事象の道筋を理解し、計算する自分の異能を持ってしても。
その時
「なれるか、ではない。なるのだ。ソレイル」
「父上……」
項垂れる自分の傍らに膝をつき、そう言ってくれたのは父公爵だった。
この国において、『精霊神』の血をひかない父公爵の発言力は高いものではない。
政務や国防において、女性公主を支える有能な文官ではあったが、子育てにも、教育にも、今回の皇女訪問とそれに纏わる関連事象にも彼は、徹底して口を出さず、妻の邪魔をせず、足元や背後を固め、見守る姿勢をとっていた。

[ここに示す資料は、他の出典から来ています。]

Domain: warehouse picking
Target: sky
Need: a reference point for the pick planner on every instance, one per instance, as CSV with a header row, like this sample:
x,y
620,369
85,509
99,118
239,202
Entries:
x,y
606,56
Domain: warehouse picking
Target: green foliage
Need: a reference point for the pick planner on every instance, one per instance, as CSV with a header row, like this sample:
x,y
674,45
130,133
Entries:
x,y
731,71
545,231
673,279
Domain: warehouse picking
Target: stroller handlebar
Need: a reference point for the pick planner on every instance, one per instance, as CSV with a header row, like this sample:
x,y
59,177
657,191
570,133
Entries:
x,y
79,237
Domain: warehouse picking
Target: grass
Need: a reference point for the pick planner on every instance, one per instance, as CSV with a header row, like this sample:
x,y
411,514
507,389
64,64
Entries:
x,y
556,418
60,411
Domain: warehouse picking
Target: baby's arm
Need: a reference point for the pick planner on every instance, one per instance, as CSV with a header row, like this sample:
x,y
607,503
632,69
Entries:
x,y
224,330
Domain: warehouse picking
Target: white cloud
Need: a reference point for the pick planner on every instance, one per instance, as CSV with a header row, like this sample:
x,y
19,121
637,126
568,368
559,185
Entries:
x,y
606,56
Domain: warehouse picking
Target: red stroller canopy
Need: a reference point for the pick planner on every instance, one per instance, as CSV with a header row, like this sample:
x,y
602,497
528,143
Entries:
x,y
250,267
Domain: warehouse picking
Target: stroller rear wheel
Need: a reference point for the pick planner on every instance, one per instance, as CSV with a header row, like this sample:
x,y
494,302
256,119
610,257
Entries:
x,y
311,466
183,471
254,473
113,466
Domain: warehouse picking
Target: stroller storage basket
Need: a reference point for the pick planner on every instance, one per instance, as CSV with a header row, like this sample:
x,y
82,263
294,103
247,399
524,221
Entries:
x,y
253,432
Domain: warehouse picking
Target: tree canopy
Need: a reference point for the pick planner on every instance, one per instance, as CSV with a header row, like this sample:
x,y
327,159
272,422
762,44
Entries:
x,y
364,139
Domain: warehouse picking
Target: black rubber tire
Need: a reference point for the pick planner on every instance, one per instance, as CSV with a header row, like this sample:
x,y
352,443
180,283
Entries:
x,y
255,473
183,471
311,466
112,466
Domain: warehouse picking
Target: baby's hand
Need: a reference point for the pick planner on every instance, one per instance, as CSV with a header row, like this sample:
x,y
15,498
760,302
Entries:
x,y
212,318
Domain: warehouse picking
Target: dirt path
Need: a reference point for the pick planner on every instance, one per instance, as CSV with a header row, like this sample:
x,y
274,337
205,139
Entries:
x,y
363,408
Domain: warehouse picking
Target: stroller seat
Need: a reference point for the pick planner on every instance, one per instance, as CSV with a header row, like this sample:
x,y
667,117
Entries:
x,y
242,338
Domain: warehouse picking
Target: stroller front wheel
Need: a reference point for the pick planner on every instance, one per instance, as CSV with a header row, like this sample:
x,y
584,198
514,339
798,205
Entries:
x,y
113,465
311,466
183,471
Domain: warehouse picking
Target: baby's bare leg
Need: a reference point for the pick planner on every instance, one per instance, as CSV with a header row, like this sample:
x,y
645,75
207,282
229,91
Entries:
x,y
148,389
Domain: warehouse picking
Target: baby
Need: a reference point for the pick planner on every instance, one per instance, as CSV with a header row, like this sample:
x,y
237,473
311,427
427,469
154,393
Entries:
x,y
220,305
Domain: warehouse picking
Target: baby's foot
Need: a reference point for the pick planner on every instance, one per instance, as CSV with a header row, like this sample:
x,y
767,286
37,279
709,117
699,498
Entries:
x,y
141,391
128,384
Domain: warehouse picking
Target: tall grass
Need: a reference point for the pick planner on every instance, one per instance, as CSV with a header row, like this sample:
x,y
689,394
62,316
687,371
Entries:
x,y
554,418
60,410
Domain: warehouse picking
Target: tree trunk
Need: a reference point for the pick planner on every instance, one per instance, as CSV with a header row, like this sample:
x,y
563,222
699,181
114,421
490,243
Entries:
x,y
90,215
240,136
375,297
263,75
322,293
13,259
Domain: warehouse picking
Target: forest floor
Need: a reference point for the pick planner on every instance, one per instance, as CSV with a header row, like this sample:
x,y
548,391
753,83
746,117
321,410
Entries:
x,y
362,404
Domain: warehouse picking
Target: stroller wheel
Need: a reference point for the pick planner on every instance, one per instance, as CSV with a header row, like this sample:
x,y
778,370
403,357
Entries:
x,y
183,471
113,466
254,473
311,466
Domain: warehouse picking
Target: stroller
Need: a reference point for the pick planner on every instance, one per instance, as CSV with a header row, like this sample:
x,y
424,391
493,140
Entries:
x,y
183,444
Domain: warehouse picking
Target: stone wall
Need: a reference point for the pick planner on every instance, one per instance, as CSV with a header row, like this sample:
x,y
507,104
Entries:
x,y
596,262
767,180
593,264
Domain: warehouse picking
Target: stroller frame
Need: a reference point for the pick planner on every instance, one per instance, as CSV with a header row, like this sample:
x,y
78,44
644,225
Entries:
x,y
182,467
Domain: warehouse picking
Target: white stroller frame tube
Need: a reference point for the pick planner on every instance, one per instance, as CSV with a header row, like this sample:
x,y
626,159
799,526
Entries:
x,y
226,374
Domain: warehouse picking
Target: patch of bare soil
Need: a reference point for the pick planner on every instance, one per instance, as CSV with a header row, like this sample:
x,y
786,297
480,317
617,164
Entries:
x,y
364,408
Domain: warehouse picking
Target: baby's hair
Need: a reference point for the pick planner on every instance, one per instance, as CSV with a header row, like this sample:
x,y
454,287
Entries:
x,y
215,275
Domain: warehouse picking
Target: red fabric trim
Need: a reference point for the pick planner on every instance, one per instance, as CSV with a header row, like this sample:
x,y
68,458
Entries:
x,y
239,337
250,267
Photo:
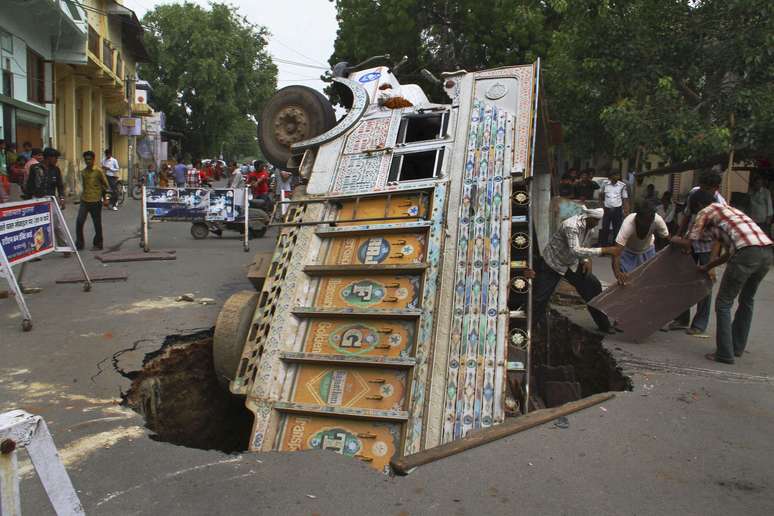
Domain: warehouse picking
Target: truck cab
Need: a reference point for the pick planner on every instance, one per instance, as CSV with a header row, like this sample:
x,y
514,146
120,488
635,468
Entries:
x,y
395,313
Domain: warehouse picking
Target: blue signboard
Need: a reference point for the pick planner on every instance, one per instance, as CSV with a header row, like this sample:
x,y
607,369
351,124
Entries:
x,y
26,230
370,77
191,204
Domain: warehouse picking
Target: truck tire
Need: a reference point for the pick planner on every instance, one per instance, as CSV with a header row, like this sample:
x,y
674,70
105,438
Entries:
x,y
231,331
293,114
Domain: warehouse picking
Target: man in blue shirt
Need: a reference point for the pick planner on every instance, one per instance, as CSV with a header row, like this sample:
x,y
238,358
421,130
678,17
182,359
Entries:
x,y
180,171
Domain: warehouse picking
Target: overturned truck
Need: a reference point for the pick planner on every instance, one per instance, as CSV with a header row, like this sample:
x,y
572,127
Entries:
x,y
395,309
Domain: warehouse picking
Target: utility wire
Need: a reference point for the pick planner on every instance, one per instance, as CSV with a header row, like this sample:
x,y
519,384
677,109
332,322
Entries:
x,y
296,51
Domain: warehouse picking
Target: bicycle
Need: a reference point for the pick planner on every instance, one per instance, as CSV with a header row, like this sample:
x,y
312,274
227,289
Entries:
x,y
120,194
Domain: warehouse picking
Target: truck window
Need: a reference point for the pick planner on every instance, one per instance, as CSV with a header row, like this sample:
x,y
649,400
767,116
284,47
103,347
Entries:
x,y
416,165
423,127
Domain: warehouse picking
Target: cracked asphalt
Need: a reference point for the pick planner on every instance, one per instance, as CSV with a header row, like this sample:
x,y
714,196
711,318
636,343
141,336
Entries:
x,y
693,437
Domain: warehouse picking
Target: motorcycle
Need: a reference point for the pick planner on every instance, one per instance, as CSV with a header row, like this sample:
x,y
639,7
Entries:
x,y
259,216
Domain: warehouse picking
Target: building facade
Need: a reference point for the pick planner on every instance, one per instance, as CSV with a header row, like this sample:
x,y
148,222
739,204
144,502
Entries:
x,y
35,36
95,98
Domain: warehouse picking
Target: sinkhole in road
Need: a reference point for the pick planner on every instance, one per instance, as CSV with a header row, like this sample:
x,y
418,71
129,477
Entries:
x,y
570,362
182,402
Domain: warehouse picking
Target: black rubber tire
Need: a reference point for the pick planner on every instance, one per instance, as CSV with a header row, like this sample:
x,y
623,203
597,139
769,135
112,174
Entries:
x,y
258,233
312,103
199,230
231,331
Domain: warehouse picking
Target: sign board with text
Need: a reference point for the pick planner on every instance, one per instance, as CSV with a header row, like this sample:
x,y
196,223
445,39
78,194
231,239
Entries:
x,y
26,230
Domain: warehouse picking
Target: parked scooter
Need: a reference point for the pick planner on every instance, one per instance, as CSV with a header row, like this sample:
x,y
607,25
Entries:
x,y
259,215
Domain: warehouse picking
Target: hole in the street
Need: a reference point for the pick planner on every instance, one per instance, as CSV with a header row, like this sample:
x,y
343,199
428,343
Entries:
x,y
570,363
181,400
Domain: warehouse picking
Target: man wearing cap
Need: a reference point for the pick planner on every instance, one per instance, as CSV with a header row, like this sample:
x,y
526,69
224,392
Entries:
x,y
567,255
741,243
45,180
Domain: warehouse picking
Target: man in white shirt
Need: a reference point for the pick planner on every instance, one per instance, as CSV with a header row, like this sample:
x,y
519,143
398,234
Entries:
x,y
636,241
614,197
760,205
111,168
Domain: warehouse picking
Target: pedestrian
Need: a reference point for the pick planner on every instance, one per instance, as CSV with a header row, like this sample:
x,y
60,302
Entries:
x,y
567,255
16,171
635,241
739,242
614,198
236,178
151,177
5,181
566,187
94,182
27,153
45,180
111,169
10,154
36,156
179,173
284,184
164,179
701,250
651,197
760,205
666,209
259,180
193,179
585,186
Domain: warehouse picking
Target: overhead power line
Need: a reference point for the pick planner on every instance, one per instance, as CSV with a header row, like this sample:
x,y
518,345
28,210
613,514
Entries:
x,y
297,63
296,51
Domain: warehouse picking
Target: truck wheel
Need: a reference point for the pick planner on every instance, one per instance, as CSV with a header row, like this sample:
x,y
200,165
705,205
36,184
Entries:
x,y
231,331
199,230
293,114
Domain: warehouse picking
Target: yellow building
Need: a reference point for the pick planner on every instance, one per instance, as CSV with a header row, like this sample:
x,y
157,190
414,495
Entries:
x,y
91,99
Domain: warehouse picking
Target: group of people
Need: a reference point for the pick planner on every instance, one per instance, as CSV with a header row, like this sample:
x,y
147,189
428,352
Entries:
x,y
712,231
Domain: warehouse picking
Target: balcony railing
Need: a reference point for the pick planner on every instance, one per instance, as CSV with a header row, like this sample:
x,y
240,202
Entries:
x,y
93,41
107,54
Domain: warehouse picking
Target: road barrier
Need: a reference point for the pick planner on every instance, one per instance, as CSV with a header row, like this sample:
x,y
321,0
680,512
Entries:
x,y
29,230
19,429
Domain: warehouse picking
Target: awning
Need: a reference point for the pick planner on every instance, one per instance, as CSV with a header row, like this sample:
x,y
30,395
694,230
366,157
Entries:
x,y
131,30
25,106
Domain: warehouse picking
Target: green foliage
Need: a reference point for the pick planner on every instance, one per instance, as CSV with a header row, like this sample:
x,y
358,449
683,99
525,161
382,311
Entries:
x,y
440,35
211,73
682,78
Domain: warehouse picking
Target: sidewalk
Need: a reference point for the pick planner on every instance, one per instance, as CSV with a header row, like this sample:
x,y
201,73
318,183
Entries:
x,y
690,439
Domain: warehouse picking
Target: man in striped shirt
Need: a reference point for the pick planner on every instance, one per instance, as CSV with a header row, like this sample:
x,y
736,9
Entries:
x,y
748,251
567,255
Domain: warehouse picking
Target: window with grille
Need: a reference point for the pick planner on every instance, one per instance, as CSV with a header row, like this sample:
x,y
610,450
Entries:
x,y
416,165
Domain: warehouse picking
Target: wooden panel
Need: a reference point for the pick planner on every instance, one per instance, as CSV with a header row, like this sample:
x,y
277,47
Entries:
x,y
368,291
350,387
396,248
476,357
373,442
388,338
402,208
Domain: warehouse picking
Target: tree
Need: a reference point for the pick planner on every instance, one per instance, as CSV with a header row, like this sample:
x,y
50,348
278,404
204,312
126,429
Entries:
x,y
684,79
210,73
440,35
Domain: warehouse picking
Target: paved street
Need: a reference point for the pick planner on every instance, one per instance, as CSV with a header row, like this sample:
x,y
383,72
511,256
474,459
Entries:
x,y
693,437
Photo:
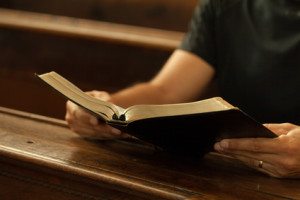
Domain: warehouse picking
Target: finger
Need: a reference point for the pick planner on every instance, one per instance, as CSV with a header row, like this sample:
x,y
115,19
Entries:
x,y
270,158
261,145
264,167
280,129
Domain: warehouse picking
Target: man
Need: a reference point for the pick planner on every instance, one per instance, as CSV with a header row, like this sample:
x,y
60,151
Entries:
x,y
252,49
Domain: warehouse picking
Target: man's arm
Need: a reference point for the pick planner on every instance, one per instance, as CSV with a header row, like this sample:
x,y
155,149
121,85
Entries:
x,y
183,78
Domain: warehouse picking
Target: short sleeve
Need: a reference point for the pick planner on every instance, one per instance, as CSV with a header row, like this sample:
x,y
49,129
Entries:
x,y
200,39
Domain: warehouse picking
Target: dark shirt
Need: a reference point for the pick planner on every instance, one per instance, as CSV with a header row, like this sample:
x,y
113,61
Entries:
x,y
254,46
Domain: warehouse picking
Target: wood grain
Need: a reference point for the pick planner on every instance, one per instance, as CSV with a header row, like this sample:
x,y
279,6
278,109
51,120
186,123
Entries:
x,y
40,154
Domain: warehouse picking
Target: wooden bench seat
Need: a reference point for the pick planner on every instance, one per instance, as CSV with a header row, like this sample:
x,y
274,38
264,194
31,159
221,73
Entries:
x,y
40,158
92,54
162,14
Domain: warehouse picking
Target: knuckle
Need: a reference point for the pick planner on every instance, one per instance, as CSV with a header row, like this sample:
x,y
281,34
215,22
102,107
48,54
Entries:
x,y
255,145
289,165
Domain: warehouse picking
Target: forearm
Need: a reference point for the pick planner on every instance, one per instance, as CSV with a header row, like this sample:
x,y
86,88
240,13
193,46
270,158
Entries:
x,y
142,93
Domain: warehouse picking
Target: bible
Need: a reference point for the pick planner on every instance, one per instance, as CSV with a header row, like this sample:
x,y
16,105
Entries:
x,y
185,128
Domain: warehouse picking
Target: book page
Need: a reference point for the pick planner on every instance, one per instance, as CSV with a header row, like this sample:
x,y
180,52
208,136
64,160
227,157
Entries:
x,y
102,109
150,111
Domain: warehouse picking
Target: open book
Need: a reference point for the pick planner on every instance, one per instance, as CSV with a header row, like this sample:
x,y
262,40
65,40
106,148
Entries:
x,y
186,128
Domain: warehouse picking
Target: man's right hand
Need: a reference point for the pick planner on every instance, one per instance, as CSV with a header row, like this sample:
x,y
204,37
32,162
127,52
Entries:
x,y
87,125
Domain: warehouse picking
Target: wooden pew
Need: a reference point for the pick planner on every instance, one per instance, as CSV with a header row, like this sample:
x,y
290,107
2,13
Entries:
x,y
162,14
40,158
92,54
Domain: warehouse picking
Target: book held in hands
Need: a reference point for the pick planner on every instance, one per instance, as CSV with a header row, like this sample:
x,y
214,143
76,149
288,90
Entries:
x,y
184,128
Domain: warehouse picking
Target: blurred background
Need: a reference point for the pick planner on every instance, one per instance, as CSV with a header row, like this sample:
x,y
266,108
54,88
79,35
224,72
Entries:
x,y
96,44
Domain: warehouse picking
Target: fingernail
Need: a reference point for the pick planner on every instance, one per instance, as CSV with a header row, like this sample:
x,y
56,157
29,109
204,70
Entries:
x,y
224,144
116,131
217,146
94,121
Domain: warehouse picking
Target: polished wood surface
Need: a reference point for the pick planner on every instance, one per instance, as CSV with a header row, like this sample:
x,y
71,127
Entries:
x,y
92,54
40,158
93,30
162,14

その父が、もしかしたら初めてかもしれない、自分に差し伸べてくれた手。
ソレイル公子は涙に緩む目で見つめている。
「『精霊』の力を持つ女の宿命は重い。
一人では押しつぶされてしまう程に。なればこそ隣に立つ男にはそれを助け支える力が必要なのだ。
その為にできるか、などと泣き言や弱音を吐いている暇はない。
やるか、やらないか。やらないのなら諦めろ。でも、やると決めたのなら全力を尽くせ」
前君主、大公亡き後、ナターティアは決して上位の継承権を持つわけではなかった。
それを助け、支え、公主へと導いたのは幼馴染であった父公爵だと、聞いたことがある。
彼は、陰に日向に母を支え、その言葉を実行してきたのだと今更ながらに思う。
「やるか、やらないか」
それは尊敬する兄の口癖でもあり、自分自身に問いかけ約束する言葉でもある。
「やります!」
少年は涙を拭いて顔を上げた。
眦にはまだ涙が残っているけれど、力と意思は戻ってきているようだった。
「そうか。だが、容易いことではないぞ。彼女にはルイヴィルさえも下す戦士がついている」
「今は、その資格さえないのが解っています。だから口にしません。
姫君を黙って見送ります。
勉強を重ね、力をつけ、いつか彼女の隣に立つに相応しい男になれるその時まで」
そして、彼は父母の前で告げた誓いを果たした。
涙を隠し、一人の貴族として皇女を見送るという偉業を成し遂げたのだ。
少年は涙を拭き立ち上がる。
「父上、母上。
僕に教えて下さい。君主になる為だけではない知識を」
「ソレイル」
古き言葉で太陽の名を持つ少年は、今、その瞳を強く輝かせ前を向く。
一人の男として。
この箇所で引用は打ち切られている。